MY: For parents, adults who work with young people and for teens, preventing relationship violence is an issue we all need to be aware of because we are in a position to help. It was encouraging to learn more about studies going on right now.

EB: Yes, I am very encouraged by and supportive of the creative new studies highlighted in this month’s segment—like working together with adults and athletic coaches to support both girls and boys. The Maikuru project builds upon the key principles of mentorship by bringing together teen girls and adult mentors. In addition, the nationally recognized Coaching Boys into Men (CBIM) study shows the importance and value of working with young boys and their coaches. This study has been conducted around the country and is now in Western Pennsylvania. Teaching and supporting coaches to talk with their athletes about the importance of respectful and nonviolent behaviors toward girls is incredibly important. We see and hear in the media too often about the culture of violence against women and girls. This intervention program has been shown to bring about real change in boys’ willingness to step in and prevent abusive behaviors.
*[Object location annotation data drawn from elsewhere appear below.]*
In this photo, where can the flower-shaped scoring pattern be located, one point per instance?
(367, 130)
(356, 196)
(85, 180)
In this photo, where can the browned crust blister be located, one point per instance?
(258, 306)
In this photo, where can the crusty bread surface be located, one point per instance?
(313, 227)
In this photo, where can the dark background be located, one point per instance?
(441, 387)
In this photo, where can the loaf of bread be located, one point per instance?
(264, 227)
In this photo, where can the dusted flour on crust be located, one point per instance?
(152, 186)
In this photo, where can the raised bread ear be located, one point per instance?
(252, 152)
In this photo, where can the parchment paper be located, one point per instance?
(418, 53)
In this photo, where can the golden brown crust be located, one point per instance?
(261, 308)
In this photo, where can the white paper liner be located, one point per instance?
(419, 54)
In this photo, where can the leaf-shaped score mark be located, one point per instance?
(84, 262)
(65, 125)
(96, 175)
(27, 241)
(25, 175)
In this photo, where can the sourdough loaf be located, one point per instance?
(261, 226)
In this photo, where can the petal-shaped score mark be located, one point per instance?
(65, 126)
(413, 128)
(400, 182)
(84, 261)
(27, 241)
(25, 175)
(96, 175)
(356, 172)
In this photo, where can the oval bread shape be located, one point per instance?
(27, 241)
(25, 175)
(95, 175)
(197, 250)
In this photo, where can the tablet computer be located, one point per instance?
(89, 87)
MY: I’ve learned a lot from this month’s segment about the importance and value of being aware, being involved and developing new knowledge for ways to help teens be in healthy relationships.

EB: Absolutely, Michael. As with all of our segments, I want to encourage others to learn more, ask questions and get involved in research. People can call the Community PARTners Core for more information about participating in research at 1-866-422-1575. They can also call the study contacts that are listed in this month’s segment to learn how to participate in the highlighted studies. I also always encourage adults to find ways to get involved as volunteers, mentors or coaches to support the positive development of our boys and girls living here in Allegheny County.